Monday, March 22, 2004

BLOGGER BURNOUT. Pray forgive the recent paucity of posting here. Alicublog recently celebrated its first anniversary in this format (after a year as an alicubi webmag featurette), and contemplation of this milestone induced in me an overwhelming sense of fatigue. Pissing into the wind as a long-term enterprise will do this to even the most muleheaded practictioner.

I find myself unable to get exercised over the scandals of the day: the Clarke charges, for example, strike me as a non-starter: after decades of botched Middle Eastern and terrorist policy, what's so outrageous or unexpected about Bush's malfeasance? In the context of our current poisoned discourse, it just seems like a means of protecting the Democrats against the inevitable election-year claims of weakness and irresolution. 9/11 has turned into a bloody shirt grabbed at each end by opposing parties, each furiously wrestling for control of the right to place blame, while small countries react to violence by engaging in less spectacular but possibly constructive measures to reduce chances of a recurrence. Someone's got their eye on the wrong ball.

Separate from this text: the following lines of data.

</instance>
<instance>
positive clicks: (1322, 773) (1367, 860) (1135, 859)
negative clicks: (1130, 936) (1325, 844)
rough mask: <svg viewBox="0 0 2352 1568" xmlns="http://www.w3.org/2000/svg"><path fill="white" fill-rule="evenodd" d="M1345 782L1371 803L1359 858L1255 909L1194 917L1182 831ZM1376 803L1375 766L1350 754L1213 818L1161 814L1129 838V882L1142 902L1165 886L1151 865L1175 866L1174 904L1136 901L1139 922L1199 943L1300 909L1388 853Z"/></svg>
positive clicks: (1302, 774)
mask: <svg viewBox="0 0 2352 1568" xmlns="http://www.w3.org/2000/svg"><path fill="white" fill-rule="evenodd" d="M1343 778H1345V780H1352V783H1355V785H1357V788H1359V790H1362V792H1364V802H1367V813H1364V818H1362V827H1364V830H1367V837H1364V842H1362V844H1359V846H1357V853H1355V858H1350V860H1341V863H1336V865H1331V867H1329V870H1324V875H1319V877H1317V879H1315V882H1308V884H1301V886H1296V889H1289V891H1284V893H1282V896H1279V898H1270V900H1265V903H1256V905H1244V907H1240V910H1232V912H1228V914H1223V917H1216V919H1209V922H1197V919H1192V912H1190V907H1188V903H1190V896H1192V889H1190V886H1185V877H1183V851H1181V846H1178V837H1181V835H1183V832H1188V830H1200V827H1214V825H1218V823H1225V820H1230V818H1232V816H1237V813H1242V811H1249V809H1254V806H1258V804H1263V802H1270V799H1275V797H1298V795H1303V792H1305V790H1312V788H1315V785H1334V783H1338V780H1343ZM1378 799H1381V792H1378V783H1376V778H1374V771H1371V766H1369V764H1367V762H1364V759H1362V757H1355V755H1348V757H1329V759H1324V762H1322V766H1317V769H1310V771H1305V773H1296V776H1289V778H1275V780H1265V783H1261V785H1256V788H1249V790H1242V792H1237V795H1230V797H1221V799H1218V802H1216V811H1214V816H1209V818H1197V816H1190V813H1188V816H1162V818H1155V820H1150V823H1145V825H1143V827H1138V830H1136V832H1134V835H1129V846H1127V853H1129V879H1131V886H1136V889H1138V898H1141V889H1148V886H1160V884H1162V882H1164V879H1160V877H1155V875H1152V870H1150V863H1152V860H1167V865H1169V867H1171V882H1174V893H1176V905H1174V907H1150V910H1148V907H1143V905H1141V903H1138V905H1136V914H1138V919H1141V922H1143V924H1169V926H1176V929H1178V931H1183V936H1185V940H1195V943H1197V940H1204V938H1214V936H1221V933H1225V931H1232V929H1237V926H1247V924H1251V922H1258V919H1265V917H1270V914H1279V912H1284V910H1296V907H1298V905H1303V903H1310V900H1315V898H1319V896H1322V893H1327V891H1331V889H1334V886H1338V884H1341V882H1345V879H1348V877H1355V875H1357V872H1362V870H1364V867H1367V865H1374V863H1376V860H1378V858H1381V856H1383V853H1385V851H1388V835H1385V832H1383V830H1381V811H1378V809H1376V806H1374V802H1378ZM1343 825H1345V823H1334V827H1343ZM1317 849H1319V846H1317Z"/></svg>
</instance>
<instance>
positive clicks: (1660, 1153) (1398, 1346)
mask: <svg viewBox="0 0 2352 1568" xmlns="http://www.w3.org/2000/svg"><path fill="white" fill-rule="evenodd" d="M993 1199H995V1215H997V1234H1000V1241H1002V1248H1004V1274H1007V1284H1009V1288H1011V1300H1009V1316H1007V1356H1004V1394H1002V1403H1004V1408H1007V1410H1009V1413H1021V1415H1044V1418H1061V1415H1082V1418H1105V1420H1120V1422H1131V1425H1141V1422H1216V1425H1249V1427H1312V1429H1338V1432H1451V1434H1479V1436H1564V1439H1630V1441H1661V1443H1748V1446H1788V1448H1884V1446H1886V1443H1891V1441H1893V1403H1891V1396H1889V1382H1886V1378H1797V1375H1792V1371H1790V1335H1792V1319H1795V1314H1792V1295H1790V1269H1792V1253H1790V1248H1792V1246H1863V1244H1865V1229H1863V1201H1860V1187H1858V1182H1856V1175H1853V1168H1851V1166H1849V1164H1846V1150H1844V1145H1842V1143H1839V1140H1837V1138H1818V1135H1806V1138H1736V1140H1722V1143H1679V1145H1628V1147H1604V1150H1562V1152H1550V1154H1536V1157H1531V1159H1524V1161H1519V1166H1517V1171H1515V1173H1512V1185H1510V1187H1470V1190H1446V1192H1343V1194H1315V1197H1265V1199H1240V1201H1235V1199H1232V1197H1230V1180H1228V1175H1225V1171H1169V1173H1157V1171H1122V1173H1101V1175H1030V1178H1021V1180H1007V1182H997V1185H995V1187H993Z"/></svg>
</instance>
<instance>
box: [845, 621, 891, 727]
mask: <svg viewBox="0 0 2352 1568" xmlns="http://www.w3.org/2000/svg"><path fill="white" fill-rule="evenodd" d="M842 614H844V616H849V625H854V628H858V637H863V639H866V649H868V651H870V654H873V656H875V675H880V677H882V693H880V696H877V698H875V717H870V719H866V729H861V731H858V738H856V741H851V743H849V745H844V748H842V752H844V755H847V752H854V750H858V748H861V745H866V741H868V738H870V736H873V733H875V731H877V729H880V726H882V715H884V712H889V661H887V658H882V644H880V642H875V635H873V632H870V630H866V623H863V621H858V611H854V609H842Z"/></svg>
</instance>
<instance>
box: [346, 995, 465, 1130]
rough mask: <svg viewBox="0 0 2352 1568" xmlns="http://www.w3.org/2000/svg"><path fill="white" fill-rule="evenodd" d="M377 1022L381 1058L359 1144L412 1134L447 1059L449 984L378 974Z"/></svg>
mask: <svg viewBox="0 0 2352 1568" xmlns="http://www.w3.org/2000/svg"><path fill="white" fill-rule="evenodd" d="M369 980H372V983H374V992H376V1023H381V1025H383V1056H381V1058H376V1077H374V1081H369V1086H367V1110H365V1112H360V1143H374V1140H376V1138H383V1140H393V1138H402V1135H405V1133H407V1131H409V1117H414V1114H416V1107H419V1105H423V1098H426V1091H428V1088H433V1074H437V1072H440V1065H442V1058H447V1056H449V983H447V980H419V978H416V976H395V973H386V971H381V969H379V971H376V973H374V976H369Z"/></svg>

Well, this too will pass. I could always go to The Corner and cherry-pick idiocies for a boost. Apparently they're still pushing the affirmative action bake sale strategy, thus convincing white teenage students that black people get all the breaks. Well, at least they get cookies out of it; the Two Minute Hate came, as I recall, without refreshments.

And there's always Lileks. Dear, reliable Jimbo continues to hunt traitors, this time at anti-Iraq-war demos. He snarls about non-support in the Village -- meaning, I suppose, that he'll boycott Cafe Reggio next time he's in town to flog a book. He says the idea that "the personal is the political" makes his blood run cold, a puzzling sentiment from someone whose daily recreation is tying world events to shopping trips with Gnat to Target.

And Instapundit is back from vacation. Plenty of laughs coming there, for sure.

But sometimes the asylum inmates just aren't that much fun to watch.